One of the decisions we made, right in the beginning, was to drop PC and mobile on our strategy, because they are a volatile market, with many games depending on free-to-play models, microtransactions, etc. For this, we focused on the main consoles (PlayStation, Nintendo, Xbox), looking for real gaming unit sales, but still, used all data for statistical purposes.
Looking at PS vs Xbox vs Nintendo, we concluded that Switch had the highest revenue per game, followed by cross-platform. In content and genre, again, cross-platform had the most revenue, with higher numbers in strategy and adventure. We tried to see if there was a correlation between Metacritic scores and revenue, but we find that there´s no correlation. *Metacritic is a platform that combines the average scores from all gaming outlets that give games a review score.
We found that the games that scored the best in Metacritic (80+) had the best total revenues. Looking for best portfolios to invest in, Sony was the company with more games above 80+ scores, followed by Microsoft and Rockstar. In revenues, Sony still had the best total income, followed by Activision and Rockstar.
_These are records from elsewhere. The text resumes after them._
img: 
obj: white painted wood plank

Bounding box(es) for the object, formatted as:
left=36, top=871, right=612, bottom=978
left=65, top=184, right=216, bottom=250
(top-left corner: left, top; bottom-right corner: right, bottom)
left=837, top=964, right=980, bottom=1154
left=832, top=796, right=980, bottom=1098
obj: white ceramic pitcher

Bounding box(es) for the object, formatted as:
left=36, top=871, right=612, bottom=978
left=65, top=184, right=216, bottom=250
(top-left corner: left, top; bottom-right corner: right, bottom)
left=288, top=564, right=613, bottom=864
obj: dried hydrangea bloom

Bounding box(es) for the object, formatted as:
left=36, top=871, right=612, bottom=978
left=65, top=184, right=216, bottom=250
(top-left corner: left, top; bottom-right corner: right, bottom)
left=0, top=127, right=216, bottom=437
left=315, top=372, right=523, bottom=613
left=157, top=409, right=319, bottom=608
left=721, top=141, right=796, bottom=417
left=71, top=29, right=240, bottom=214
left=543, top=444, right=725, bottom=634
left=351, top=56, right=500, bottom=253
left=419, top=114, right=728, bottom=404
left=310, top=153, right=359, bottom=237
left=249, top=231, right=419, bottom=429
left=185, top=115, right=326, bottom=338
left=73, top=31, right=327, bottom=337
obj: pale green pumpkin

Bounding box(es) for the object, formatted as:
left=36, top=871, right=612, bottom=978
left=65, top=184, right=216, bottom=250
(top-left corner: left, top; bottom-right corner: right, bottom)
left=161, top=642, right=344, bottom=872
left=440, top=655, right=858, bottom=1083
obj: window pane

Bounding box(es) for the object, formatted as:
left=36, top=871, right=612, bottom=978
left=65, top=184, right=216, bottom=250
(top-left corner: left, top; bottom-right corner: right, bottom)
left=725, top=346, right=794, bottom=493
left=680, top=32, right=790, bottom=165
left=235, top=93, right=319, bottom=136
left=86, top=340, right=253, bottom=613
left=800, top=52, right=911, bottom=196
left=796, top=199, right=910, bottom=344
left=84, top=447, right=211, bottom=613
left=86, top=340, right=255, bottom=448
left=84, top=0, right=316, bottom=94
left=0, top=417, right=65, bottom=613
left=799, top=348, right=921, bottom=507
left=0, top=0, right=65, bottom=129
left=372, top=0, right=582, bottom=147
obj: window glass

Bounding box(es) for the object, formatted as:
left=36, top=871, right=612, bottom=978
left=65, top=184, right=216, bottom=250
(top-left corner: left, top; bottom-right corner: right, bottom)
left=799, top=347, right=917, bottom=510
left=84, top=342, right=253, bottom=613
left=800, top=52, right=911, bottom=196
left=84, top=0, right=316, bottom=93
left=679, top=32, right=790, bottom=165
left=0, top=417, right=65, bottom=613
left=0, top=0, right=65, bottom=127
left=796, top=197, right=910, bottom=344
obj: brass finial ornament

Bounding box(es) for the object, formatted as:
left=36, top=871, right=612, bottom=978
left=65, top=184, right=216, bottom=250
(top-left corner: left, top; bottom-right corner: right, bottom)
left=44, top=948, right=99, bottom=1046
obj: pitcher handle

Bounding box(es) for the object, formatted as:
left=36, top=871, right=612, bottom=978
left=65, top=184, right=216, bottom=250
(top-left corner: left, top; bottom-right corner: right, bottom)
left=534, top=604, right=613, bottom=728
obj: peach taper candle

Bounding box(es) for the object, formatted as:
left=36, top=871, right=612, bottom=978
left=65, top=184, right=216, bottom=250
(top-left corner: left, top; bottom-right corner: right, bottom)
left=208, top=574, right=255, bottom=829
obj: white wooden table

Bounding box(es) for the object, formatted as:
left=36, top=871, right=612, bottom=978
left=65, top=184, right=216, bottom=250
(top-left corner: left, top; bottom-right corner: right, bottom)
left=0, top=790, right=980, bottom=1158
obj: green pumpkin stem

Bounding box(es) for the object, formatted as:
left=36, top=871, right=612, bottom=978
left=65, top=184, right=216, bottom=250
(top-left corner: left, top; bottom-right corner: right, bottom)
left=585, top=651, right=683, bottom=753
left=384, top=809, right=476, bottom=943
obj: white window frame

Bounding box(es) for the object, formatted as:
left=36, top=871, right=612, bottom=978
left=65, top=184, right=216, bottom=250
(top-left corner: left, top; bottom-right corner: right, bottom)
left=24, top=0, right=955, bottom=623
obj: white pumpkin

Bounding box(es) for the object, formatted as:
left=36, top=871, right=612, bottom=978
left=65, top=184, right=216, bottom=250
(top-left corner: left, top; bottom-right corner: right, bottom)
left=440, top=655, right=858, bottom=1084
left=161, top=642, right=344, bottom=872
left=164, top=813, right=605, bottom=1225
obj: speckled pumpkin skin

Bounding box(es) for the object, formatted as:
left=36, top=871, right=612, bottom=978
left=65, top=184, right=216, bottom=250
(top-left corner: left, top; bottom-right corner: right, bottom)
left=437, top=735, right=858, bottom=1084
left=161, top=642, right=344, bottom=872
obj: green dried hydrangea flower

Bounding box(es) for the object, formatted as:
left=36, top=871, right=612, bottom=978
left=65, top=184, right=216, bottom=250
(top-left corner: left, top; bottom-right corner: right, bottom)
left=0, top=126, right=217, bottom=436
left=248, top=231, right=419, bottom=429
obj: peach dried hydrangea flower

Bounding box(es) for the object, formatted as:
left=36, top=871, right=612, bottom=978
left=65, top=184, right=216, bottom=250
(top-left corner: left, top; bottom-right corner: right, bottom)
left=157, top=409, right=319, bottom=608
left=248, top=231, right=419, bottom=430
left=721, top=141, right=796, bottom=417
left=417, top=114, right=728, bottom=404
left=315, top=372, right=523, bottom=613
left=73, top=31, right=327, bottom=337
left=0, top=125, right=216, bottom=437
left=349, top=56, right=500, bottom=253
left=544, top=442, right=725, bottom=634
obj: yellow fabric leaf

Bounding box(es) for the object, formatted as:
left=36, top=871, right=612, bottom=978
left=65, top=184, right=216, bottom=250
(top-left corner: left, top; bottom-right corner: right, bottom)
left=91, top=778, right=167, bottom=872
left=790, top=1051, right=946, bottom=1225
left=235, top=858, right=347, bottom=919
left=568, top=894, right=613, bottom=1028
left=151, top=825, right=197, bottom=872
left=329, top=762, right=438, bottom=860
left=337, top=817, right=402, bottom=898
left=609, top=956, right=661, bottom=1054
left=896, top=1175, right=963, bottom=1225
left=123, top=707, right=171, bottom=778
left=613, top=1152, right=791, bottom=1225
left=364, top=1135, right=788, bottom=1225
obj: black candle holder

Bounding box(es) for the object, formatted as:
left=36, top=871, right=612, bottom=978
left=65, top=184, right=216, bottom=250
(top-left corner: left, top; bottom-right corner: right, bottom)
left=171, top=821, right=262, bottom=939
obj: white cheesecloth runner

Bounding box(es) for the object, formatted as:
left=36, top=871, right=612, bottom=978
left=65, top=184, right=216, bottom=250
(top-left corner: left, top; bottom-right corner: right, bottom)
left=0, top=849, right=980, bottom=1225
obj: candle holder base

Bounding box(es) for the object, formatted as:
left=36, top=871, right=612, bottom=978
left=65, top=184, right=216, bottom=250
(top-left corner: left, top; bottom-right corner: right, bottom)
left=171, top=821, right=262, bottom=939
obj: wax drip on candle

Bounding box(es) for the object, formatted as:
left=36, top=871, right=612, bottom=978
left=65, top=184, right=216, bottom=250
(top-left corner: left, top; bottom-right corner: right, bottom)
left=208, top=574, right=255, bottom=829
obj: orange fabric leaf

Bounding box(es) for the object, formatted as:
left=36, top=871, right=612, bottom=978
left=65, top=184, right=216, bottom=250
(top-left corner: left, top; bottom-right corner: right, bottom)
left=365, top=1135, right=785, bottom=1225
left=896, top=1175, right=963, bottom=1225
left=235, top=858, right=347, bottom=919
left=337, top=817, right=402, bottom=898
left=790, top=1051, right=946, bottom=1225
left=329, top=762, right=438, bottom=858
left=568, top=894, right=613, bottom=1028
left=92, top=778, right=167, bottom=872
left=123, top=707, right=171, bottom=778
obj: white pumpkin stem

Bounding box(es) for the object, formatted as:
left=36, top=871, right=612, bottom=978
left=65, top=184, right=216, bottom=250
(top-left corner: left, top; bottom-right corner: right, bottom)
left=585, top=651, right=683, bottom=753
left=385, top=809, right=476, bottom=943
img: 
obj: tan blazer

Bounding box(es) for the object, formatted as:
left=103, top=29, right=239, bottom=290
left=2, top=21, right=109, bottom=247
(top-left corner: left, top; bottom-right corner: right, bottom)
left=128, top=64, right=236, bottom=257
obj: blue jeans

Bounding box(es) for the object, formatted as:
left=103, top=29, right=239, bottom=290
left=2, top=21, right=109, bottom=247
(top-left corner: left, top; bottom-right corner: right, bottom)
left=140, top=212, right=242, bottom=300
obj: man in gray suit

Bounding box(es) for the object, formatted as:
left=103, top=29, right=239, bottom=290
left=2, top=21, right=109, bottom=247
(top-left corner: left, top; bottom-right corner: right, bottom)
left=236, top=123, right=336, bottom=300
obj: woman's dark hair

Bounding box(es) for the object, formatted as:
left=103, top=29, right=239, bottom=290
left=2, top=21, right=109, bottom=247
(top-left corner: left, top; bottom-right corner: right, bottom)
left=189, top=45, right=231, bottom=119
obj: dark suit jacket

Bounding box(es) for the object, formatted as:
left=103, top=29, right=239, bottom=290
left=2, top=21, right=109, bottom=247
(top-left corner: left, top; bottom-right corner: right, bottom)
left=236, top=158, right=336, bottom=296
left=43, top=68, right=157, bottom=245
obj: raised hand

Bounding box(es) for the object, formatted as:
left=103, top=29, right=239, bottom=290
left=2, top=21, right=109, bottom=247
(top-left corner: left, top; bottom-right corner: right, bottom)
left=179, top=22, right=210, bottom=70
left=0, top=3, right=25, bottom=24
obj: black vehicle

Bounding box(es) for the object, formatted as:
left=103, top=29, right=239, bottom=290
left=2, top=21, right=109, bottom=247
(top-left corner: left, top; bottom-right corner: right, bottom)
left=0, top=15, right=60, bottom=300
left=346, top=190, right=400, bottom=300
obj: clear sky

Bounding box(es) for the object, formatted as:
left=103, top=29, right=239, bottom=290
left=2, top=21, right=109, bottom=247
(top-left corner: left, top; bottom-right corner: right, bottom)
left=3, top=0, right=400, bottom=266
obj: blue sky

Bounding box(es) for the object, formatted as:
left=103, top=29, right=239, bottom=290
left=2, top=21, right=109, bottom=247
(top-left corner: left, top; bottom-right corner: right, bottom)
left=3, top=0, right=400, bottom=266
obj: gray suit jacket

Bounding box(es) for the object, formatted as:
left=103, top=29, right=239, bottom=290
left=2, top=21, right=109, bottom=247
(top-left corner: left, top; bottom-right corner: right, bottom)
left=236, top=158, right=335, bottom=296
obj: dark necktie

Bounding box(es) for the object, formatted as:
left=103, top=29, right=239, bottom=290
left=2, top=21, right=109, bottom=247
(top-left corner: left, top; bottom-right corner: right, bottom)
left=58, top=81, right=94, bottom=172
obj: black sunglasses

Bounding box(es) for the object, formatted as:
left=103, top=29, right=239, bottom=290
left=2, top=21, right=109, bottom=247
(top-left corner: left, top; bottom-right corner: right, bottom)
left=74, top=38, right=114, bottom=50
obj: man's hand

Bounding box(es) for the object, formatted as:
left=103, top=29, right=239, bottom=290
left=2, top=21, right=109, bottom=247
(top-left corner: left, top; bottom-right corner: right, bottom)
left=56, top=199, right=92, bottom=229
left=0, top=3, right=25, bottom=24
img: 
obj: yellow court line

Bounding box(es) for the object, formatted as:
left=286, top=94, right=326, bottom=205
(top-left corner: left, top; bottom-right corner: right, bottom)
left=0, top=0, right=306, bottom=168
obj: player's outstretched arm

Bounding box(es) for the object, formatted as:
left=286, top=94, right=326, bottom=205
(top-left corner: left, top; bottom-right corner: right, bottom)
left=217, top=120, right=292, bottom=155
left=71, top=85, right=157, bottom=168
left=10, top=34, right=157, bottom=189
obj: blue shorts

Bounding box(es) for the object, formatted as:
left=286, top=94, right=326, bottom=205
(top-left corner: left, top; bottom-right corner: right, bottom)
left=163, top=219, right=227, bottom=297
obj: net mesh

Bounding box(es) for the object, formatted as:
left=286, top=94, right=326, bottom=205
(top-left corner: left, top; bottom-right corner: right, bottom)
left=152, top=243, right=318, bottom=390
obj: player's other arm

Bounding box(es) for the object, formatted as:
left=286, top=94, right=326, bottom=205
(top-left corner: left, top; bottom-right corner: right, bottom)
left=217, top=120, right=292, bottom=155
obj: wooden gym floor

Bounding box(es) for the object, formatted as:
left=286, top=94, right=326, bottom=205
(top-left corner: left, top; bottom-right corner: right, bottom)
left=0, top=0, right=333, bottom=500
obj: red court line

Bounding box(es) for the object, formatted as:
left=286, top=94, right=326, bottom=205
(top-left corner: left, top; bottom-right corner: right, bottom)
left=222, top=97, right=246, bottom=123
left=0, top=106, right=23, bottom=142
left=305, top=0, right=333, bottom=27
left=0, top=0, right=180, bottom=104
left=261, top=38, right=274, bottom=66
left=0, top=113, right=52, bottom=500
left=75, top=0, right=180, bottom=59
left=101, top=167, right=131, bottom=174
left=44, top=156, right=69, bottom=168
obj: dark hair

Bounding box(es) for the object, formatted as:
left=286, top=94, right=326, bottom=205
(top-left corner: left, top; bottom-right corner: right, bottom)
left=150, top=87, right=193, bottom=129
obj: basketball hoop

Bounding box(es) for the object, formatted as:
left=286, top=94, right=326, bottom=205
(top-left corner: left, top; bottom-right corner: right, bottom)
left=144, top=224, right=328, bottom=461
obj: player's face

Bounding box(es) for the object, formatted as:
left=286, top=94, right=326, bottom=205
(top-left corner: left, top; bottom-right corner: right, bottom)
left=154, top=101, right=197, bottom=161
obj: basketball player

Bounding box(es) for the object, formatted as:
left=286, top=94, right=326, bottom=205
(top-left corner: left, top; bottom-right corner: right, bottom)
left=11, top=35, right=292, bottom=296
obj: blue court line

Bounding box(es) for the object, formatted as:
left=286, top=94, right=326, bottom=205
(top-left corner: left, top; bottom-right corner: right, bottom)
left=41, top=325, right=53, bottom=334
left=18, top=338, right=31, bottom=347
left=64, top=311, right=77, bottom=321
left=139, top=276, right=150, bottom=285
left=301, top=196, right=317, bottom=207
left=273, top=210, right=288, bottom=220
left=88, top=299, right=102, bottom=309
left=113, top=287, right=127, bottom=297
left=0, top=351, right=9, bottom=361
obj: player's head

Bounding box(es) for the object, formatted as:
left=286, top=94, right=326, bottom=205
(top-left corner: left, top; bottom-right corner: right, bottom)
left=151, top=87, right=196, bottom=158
Looking for the most played genres by number of players, we found that action, strategy and sports attract the highest total number of players across the gaming industry. Overall, genres with fast-paced or strategic gameplay tend to dominate player engagement.
In the conclusions, the Ravenclaw Gaming Investment Group decided to invest in multiplatforms, with a preference toward Nintendo consoles. Nintendo Switch has the lowest player totals comparatively, but they still represent major segments in the market. Nintendo has the highest per-game revenue median, so probably high revenue per person/game. Mario Kart and Animal Crossing are still very profitable.
And finally, for the decision to cross-platform, we found that the strong performance in this highlights an industry trend: players prefer games that don’t lock them to a single console.
The team was very confident in the dataset chosen and the business plan to invest on a console. The team had some minor challenges in coding, so we decided to keep it on Python/Pandas. There was some confusion at the start with pushing, pulling, and changing the environment from the files in the repository, but never have conflicts to resolve. Every team member worked in their own Jupyter file, then we compiled all code from contributions to a main final file. We had some challenges compiling all the code in the same file, because of conflicts in column names and some rows. This could be avoided if all members started to code after the cleaning process.
On Day 5 we presented our findings and pitched the business plan. We finish the final code, with legends about the code to fill best practises learnings.
We drew a Relationship chart in Miro from our database, for practise purposes.

Than we translate the chart to DrawDB to get code for SQL, for practise purposes. https://www.drawdb.app/editor?shareId=aefa044a1175f8ca638d2245f72bc3eb
Chart images saved in Figure folder.
The results from the analysis available upon request.
This project helped our team practice collaborative data analysis, investment reasoning, and Python-based visualization while exploring key trends in the global gaming industry.